We all take a path through the practice field and head around the gym to the west parking lot. Once we climb over the chain-link fence at the end of the lot, we’re free. Just two streets down we make a right into a suburb to David’s house, which is a small duplex-style suburban home. “Come on in. Make yourself at home.” He leads us into the kitchen. “I don’t know about you fellas, but I’m hungry. Let’s get something to eat.” David cooks bacon. I fry the eggs, and the black kid toasts bread. Yoshi watches us cook and asks questions like, “You like to cook? What is your favorite food?” We’re making egg and bacon sandwiches and eating them almost as fast as they’re being made. When David’s mom shows up, we’re in the middle of our feeding frenzy.
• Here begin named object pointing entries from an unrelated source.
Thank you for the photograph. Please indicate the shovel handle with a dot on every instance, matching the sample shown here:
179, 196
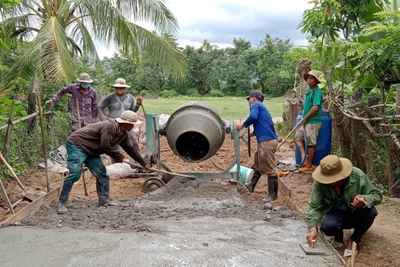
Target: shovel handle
160, 171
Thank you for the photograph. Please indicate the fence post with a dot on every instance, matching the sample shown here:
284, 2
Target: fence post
6, 147
398, 98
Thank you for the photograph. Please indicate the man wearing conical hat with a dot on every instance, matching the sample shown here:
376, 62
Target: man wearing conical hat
85, 147
82, 95
342, 197
118, 102
311, 122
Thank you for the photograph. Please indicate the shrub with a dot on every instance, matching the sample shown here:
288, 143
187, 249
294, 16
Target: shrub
193, 92
169, 93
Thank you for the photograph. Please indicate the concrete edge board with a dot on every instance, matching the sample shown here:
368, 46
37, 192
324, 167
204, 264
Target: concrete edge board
32, 208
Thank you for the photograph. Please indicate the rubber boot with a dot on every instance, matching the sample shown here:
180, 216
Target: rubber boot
103, 187
253, 181
67, 186
272, 189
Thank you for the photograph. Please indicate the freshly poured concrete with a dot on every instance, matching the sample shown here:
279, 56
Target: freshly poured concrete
202, 241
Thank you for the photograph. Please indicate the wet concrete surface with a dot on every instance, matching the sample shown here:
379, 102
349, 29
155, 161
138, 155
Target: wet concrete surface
203, 241
186, 223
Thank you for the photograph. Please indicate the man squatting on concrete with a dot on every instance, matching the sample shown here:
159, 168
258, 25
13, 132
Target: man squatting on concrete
264, 158
87, 99
311, 121
118, 102
344, 198
88, 143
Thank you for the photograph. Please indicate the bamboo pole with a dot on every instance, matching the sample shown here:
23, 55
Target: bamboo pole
6, 197
79, 126
43, 143
6, 147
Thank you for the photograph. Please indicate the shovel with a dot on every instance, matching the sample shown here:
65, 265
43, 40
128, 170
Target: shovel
160, 171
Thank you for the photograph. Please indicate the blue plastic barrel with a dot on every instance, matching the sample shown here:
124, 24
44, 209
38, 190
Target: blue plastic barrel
324, 139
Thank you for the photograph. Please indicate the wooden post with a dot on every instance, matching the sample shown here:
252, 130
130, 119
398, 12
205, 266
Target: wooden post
398, 99
13, 174
6, 147
6, 196
43, 143
78, 113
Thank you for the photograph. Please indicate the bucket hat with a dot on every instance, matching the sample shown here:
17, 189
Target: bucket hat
84, 78
332, 169
257, 94
120, 83
130, 117
313, 73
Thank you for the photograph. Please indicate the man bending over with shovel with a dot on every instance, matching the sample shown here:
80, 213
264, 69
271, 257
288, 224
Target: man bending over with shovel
85, 147
342, 197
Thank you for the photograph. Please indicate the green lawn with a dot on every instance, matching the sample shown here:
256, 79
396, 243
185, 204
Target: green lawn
227, 107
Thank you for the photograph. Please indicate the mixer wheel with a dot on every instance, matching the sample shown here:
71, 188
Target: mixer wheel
152, 184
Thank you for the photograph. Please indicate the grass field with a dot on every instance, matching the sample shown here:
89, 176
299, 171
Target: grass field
227, 107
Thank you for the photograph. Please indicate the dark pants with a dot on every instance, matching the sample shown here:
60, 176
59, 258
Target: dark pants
361, 220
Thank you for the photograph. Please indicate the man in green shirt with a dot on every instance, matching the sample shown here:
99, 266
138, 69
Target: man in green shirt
311, 121
342, 197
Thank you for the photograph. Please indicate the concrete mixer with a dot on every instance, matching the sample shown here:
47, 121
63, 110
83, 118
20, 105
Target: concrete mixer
195, 132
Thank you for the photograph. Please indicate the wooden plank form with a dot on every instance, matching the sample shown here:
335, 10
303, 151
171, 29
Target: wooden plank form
32, 208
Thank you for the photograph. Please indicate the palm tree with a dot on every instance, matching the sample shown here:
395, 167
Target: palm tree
59, 30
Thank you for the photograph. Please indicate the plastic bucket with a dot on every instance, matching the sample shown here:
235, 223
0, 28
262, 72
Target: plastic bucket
324, 140
245, 174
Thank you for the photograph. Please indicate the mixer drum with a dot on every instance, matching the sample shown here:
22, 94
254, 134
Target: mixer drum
195, 131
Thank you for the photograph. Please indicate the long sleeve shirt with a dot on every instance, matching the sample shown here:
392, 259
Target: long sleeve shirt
323, 196
116, 105
261, 119
105, 137
87, 101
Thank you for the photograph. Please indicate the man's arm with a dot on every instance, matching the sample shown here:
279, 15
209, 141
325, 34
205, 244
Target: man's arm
106, 137
371, 194
105, 103
95, 110
314, 206
129, 148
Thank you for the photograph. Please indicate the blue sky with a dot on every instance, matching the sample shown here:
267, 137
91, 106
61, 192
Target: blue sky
219, 21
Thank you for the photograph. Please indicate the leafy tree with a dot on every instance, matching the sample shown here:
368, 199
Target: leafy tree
62, 29
271, 60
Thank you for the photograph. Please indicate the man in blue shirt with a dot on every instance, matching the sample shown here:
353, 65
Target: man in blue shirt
264, 158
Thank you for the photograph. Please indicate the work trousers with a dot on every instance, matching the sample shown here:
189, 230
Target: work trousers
361, 220
75, 160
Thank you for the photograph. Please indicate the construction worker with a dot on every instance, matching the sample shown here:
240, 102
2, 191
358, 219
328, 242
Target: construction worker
311, 122
343, 198
85, 96
118, 102
264, 158
87, 144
“Hey, boys! What’s this?” she asks loudly. “It’s been a while since I’ve seen you around, Samuel.” She gives me a hug. Her big boobs push up against me, and I can smell the sour alcohol breath on her. She doesn’t even mention the fact that we’re not at school.

“I was over here last week,” I say.

She stares into my eyes with her tired brown-glazed eyes that seem to be measuring me into a shot glass. “Oh yeah, that’s right. How could I forget a cute face like yours?”

“At least you look better than your head is,” I say, trying to be funny.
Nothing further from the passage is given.